A meta-analysis of RCTs evaluating the effects of traditional Chinese exercise on health-related quality of life using a fixed effects model.

https://doi.org/10.1371/journal.pone.0161564.g006

Dyspnea.

The three trials showed homogeneity when they were pooled in a meta-analysis (P = 0.67, I2 = 0%). A fixed effects meta-analysis was performed. The pooled effect size of the three trials [4,13,14] showed that the TCE intervention was associated with a statistically significant improvement in dyspnea in terms of quality of life and could decrease dyspnea in COPD patients compared with the control intervention (MD, 0.63 score; 95% CI, 0.01–1.24; P = 0.05; Fig 6).

Fatigue.

The three trials showed homogeneity when they were pooled in a fixed-effects meta-analysis (P = 0.69, I2 = 0%). The pooled effect size of the three trials [4,13,14] showed that the TCE intervention was associated with a statistically significant improvement in fatigue in terms of quality of life and could decrease fatigue in COPD patients compared with the control intervention (MD, 1.05 score; 95% CI, 0.43–1.68; P = 0.0001; Fig 6).

Emotion.

The three trials showed homogeneity when they were pooled in a fixed-effects meta-analysis (P = 0.87, I2 = 0%). The pooled effect size of the three trials [4,13,14] showed that the TCE intervention was not associated with a statistically significant improvement in emotion in terms of quality of life and did not improve the emotion of COPD patients compared with the control intervention (MD, 0.89; 95% CI, -0.03–1.82; P = 0.06; Fig 6).

Mastery.

The three trials showed homogeneity when they were pooled in a fixed-effects meta-analysis (P = 0.92, I2 = 0%). The pooled effect size of the three trials [4,13,14] showed that the TCE intervention was associated with a statistically significant improvement in mastery in terms of quality of life and could increase the mastery of COPD patients compared with the control group (MD, 0.87 score; 95% CI, 0.26–1.49; P = 0.005; Fig 6).

Discussion

We performed a meta-analysis to assess the effects of traditional Chinese exercise included Taichi, Qigong, Liu Zijue, Ba Duanjin, Wu Qinxi, Yi Jinjing on patients with COPD. This is different from those articles [2127] that searched the effectiveness of T’ai Chi and/or Qigong. We found that traditional exercises had rehabilitative effects on the 6 MWD, FEV1, Tiffenau Index, and CRDQ score compared with conventional treatment in stable COPD patients.

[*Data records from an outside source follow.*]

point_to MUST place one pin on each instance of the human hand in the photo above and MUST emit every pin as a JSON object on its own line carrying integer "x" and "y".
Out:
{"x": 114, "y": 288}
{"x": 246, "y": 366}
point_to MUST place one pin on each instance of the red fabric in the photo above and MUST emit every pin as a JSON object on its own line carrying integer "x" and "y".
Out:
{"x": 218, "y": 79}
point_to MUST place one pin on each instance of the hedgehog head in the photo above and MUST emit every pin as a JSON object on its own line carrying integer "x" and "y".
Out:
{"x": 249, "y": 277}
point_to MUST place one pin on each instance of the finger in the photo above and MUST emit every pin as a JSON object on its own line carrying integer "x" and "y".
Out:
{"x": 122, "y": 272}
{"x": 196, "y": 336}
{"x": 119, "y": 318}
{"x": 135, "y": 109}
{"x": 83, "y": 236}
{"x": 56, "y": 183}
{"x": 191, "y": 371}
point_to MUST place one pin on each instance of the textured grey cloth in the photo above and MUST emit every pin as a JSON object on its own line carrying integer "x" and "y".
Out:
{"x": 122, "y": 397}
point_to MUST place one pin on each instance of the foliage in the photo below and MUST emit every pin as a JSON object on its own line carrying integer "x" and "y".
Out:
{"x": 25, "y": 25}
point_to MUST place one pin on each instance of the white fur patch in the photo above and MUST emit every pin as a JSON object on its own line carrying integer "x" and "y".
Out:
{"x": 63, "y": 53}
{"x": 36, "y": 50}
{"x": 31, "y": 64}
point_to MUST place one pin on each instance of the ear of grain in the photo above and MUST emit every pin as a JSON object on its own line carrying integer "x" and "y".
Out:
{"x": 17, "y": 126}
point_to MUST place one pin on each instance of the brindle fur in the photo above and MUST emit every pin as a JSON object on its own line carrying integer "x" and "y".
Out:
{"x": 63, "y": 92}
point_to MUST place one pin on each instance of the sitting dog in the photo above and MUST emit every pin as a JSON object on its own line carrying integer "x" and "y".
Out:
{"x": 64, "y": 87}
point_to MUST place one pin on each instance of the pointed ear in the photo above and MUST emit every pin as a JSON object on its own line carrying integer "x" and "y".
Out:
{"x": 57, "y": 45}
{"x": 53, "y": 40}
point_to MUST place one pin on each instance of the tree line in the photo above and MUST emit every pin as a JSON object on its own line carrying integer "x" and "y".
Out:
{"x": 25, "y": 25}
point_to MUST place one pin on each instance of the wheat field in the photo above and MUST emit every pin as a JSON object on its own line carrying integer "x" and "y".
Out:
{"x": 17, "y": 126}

Decreased exercise tolerance is the one of main characteristics of COPD patients for several reasons. In COPD patients, an exercise endurance evaluation can increase understanding of the patient’s functional status, quality of life, and prognosis. Common clinical exercise endurance tests include the 6 MWD and incremental shuttle walk test (ISWT). In our study, we found that traditional Chinese exercise could increase the length of the 6 MWD compared with control conditions, but mean changes of 6 MWD were lower than the its minimum clinically important difference(MCID) (≥26 m) [28]. This result is consistent with some published studies. In healthy people, traditional Chinese exercise movements increase lower limb muscle strength [2932], enhance knee and ankle proprioception [33], reduce station of body sway [34] and improve the speed of response to postural disturbances [35], which may reduce the risk of falls. A possible explanation for this might be that these styles of exercise training may increase the balance and coordination of COPD patients and reduce the patient's concerns about falling. This may improve the patient’s ability to move despite airflow obstruction, pulmonary over-inflation, and gas exchange impairment in the process of respiratory movement, which otherwise limit patients’ exercise capacity so severely that they are unable to perform rehabilitative exercises, which leads to an overall decrease in exercise ability [36]. These five trials showed heterogeneity when they were pooled in a meta-analysis, however, the subgroup and sensitivity analyses showed homogeneity between the Asian and European subgroups that may be related to differences in race. In these papers [21.22.24.25], there was no subgroup analysis of 6MWD about different ethnic groups.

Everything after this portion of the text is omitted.